In the first half of the show, the world's foremost authority on human-animal interactions, Hal Herzog, joined Ian Punnett to discuss the complex relationships people have with animals. Herzog said he initially became interested in this field of study after meeting neighbors who engaged in cock fighting with seemingly no moral qualms about it. "I realized that their justification for fighting chickens wasn't that much different than my justification for eating them," he explained.

Herzog presented a fascinating thought experiment in ethics, his version of the trolley problem, by which he illustrated the contradictory attitudes people have concerning animals. In the problem one must choose between saving a group of animals or a human being. A person always chooses to save a member of their own species over an animal, he explained. Yet, those same people will spend fortunes to care for their pets instead of giving money to charity to save suffering humans, he added.

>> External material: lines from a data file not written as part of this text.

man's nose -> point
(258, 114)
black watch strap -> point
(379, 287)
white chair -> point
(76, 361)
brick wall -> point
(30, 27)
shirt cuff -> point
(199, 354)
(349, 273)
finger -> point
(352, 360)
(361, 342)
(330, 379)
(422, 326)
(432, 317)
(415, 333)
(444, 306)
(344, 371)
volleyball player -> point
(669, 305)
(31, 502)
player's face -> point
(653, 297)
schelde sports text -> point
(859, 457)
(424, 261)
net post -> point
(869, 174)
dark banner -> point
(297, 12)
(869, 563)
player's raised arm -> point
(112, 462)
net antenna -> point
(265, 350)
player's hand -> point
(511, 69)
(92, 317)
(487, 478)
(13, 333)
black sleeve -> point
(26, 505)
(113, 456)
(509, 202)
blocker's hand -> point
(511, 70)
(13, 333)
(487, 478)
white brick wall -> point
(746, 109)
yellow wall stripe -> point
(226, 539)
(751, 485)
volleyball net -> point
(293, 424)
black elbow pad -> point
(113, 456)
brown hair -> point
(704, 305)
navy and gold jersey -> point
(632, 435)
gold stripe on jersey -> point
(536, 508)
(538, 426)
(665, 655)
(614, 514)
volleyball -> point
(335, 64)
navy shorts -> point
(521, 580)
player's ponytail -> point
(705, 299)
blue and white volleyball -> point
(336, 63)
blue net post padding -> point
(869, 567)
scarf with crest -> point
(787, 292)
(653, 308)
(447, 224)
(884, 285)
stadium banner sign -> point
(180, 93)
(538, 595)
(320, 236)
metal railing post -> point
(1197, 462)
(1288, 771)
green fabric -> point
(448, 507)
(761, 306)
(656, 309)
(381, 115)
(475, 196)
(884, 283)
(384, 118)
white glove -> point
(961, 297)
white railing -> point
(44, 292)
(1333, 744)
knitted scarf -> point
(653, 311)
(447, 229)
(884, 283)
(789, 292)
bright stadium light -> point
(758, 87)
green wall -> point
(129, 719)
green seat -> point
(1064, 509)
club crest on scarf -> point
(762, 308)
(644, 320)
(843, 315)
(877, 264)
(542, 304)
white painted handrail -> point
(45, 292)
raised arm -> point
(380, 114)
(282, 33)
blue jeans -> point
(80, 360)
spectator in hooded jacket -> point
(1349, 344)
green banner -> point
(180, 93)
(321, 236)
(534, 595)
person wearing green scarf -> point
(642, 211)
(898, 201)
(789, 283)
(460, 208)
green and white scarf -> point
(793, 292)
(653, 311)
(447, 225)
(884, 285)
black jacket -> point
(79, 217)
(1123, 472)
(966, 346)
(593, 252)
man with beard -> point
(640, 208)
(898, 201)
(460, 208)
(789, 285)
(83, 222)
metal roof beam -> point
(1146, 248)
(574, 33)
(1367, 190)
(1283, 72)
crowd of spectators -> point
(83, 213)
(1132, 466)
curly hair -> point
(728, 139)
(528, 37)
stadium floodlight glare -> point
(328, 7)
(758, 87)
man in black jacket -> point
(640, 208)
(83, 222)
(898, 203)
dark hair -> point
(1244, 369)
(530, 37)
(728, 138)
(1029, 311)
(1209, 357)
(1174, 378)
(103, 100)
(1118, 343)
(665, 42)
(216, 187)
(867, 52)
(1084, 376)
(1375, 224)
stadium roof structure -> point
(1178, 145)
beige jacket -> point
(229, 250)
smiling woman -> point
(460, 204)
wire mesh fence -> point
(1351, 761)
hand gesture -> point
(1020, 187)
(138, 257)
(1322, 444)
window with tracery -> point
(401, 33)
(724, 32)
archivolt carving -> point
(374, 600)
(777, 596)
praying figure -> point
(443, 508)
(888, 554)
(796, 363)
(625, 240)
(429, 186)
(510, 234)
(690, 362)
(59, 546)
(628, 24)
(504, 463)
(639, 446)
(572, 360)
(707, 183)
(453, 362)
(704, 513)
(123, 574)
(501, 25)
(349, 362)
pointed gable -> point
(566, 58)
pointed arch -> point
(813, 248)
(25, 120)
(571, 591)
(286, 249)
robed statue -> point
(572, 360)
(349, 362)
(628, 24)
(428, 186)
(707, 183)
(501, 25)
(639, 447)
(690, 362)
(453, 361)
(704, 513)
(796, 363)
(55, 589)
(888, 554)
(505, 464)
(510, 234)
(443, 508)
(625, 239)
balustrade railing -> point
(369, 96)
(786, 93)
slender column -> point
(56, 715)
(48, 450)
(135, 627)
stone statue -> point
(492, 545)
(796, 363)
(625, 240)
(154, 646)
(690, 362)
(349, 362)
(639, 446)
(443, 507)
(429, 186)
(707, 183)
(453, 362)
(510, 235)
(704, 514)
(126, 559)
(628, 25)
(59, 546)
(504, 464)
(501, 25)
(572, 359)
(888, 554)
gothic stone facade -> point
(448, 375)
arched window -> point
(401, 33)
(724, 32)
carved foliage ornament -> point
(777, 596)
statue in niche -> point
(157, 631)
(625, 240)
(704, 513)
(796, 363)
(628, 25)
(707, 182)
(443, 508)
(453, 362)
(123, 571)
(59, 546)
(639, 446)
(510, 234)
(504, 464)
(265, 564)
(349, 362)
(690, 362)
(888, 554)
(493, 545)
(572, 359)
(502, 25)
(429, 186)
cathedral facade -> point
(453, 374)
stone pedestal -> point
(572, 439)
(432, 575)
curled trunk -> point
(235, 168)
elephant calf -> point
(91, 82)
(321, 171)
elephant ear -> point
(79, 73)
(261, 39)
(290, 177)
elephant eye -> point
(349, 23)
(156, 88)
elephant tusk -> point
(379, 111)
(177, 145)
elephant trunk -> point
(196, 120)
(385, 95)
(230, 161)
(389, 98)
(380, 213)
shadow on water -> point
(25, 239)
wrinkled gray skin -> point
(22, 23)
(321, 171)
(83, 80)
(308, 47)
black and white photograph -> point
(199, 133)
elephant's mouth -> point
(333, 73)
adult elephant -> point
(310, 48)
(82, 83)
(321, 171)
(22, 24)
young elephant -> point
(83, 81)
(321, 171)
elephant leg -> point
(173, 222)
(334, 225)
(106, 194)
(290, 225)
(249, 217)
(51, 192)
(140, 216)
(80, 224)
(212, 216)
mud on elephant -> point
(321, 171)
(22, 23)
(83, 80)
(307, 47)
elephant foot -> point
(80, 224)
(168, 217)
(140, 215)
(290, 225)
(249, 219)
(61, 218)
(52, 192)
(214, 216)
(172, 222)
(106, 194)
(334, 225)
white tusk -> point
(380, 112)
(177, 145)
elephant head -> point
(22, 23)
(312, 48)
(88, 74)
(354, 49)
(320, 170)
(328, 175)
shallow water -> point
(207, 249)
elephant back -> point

So why do people fall in love with some animals and hate others? According to Herzog, certain features, such as the large eyes of a baby seal, bring out a caring parental response in humans. Beady-eyed snakes, on the other hand, are almost universally disliked by people, he said. The human-animal bond may go even deeper with dogs, Herzog continued, pointing out that people have co-evolved with canines for some 14,000 to 40,000 years. Having been domesticated for so long, dogs can read human facial expressions and mimic particular behaviors, he noted.

But dogs are not considered pets everywhere on the planet. In Asia, 25 million dogs and cats are eaten each year, Herzog revealed. What one culture considers food, another may consider taboo -- it's arbitrary, he said. "We sort of conveniently construct categories that enable us to use animals in ways that we find intuitively satisfying," he observed. Herzog also shared why he gave up fishing for sport and why he can no longer morally justify hunting. Most hunters do not kill to eat, they eat because they have killed, he said.

Researcher James Chiles provided an update on the Chilean mine rescue in the third hour. The final 90 minutes of the program was devoted to Open Lines.